After all, it was only on Sunday that Justin Rose pocketed a cool half-million at the Aberdeen Asset Management Scottish Open at Royal Aberdeen. Meanwhile, at the equally regal Royal Birkdale in Lancashire, Ricoh Women's British Open winner Mo Martin beamed down at a £277,887 winner's cheque as if it was her first born.
Serious moolah. And it gets more serious still this week as the Open Championship heads for Hoylake, where the world's best male players will squabble over a prize fund that now stands at £5.4m, an increase of £150,000 on what was on offer last year (and an increase of £5.4m on the very first Open, at Prestwick in 1860, when the gleeful winner went home with just a belt). This year's winner will walk away with £975,000.
If the fortunate fellow is already one of the game's elite players, the chances are that his first stop will be the nearest airport, where his private jet will be waiting. Ah yes, blessed are the birdie makers, for theirs is a comfortable cruising altitude and a lie-flat bed.
And as they head off for the land of nod - most likely by way of some convenient tax haven or other - they can dream of the cash bonuses they will be scooping up under the terms of their already lucrative sponsorship deals.
So nice work if you can get it. Trouble is, only a handful actually can. Purses are growing and the rich are getting richer, but that comforting neo-liberal theory of trickle-down economics is as much a myth in golf as any other area of life. There is a seemingly never-ending queue of wide-eyed wannabes ready to pursue dreams of glory, greatness and lashings of lovely loot on the men's European Tour, but most of them will be lucky if they even manage to recoup the £1400 they have to stump up just to enter qualifying school.
Yes, those who do come through that process will be given the golden ticket of a Tour card, but it quickly loses its shine if they cannot turn playing privileges into results and hard cash.
Nine years ago, Lloyd Saltman won the Silver Medal as low amateur when he finished 15th at the Open. He turned pro two years later, picked up regular (if modest) cheques, but then began to struggle. He plays mostly now on the third-tier EuroPro Tour, where his total earnings this year add up to £780.
At Birkdale last week, it was wonderful to watch Charley Hull, England's teenage phenomenon, light up the course with her wide smile and fearless golf. Marvellous, too, to see Laura Davies roll back the years with that combination of power and finesse that made her the dominant figure in the women's game a quarter of a century ago.
Yet for me, the abiding image from the tournament was provided by neither player. Rather, it was the disconsolate group of competitors I saw checking out of my hotel on Saturday morning. All had missed the cut. The very fact they had been billeted in the same dilapidated bunkhouse as a member of the media speaks volumes in itself of their financial resources.
As the Women's British Open is classed as a major, they at least had some money in their pockets, although £456 doesn't go very far when you have a caddie to pay on top of international travel expenses. As Anne Robinson might have put it, in reality they left with nothing.

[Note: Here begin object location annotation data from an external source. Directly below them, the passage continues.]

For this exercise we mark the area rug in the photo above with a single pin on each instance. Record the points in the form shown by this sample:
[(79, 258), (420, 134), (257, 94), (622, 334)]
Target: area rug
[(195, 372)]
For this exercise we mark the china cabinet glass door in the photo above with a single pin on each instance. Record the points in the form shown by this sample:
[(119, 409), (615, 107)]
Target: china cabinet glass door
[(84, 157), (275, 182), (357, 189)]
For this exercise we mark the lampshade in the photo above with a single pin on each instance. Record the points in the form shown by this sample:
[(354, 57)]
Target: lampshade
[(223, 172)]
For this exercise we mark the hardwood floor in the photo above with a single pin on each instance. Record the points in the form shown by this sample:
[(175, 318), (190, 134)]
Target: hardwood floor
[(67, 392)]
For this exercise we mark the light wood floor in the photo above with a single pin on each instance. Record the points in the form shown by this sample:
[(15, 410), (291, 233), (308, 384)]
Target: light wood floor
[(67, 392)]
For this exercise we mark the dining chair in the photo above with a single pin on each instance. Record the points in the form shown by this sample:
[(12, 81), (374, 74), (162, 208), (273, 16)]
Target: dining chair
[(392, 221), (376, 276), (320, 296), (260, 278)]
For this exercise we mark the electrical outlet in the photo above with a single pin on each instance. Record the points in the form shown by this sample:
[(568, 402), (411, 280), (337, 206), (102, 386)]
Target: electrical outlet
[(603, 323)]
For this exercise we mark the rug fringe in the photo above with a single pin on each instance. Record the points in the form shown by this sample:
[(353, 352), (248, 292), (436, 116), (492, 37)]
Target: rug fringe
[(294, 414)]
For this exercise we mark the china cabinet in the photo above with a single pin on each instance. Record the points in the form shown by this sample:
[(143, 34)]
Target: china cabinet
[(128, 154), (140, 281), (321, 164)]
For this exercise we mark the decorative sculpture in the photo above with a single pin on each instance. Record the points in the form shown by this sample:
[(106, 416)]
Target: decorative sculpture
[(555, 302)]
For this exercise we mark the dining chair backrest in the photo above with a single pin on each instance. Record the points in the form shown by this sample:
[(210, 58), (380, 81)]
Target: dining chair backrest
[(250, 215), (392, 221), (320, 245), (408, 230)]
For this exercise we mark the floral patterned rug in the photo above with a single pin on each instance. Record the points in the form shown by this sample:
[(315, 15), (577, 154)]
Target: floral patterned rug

In fact, even the high rollers of the sport don't have it quite so easy as the sums might make it seem. It is well to remember that the cheques they pick up there represent winnings, not earnings. Effectively, every one of them is on a performance-related pay deal.
Would any footballer ever agree to such an arrangement? A golfer who picks up £300,000 in a year is doing pretty well, and certainly playing pretty well, but bear in mind he - or just possibly she - is only getting what Wayne Rooney collects in a week. Rooney's rewards are guaranteed for the next five years; a golfer cannot even predict what the next round will bring in.
Recently, that point was made forcefully and eloquently by Erin Walker, wife of Jimmy Walker, who currently leads the PGA Tour money list. Writing on a golf website, she had the grace to admit that the $2,117,510 her husband picked up last year was 'a ton of money' but she pointed out that it was significantly diminished by travel, coaching and caddying costs.
"The 200 or so men on the PGA Tour are the best in the world at their chosen profession," she explained. "They represent about 0.0001% of the [US] population. Yes, they are paid well for their talents, but if you ask me they certainly deserve it."
There is a decent philosophical debate about whether the ability to hit a ball with a stick with a reasonable degree of accuracy has any intrinsic worth. But the very same debate could be had about men who chase inflated pigs' bladders around a field. There's no question in my mind about which group has the easier life.